- Born: Lilian Gertrude Wells 1874 Bolton, England
- Died: 1947 (aged 72–73) Weston-Super-Mare, England
- Education: Royal College of Art
- Known for: Painting, sculpture

= Lilian Parker =

British artist

Lilian Gertrude Parker née Lilian Gertrude Wells (1874–1947) was a British sculptor and painter.

==Biography==
Lilian Parker was born in Bolton in Lancashire where her father was a Wesleyan minister, which led to the family also living in Bromsgrove and Lowestoft for some periods of time and Lilian being largely educated at Clapham Park in London. She studied at the Royal College of Art in London where she received several medals and won two Queen's Prizes in National Art School Competitions.
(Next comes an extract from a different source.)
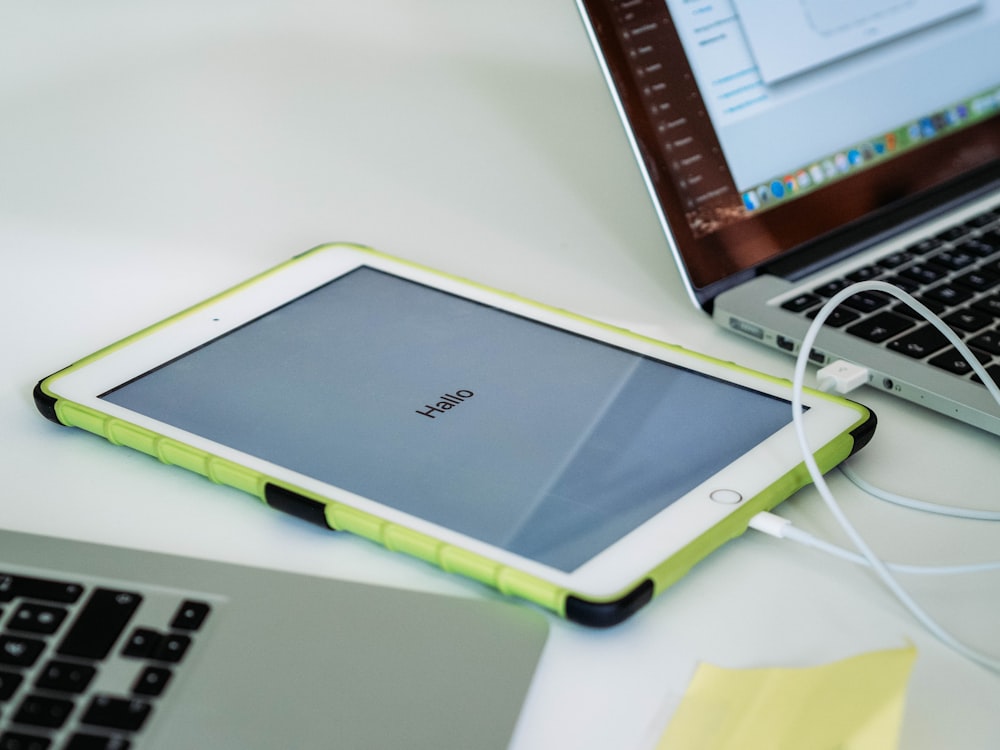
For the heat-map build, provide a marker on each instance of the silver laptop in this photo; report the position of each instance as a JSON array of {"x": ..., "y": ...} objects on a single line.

Throughout her career Parker created portrait busts and figures and also painted watercolours. She exhibited works at both the Royal Academy in London between 1902 and 1927 and at the Paris Salon and with the Société des Artistes Français. She also exhibited with the Royal Watercolour Society, the Royal Drawing Society and at the Walker Art Gallery in Liverpool. In 1902 she was elected an associate member of the Royal Drawing Society and in 1919 an associate of the Royal Watercolour Society.
She lived and worked in London and in 1908 married Frank Parker, a school master, and died in 1947 at Weston-Super-Mare in Somerset.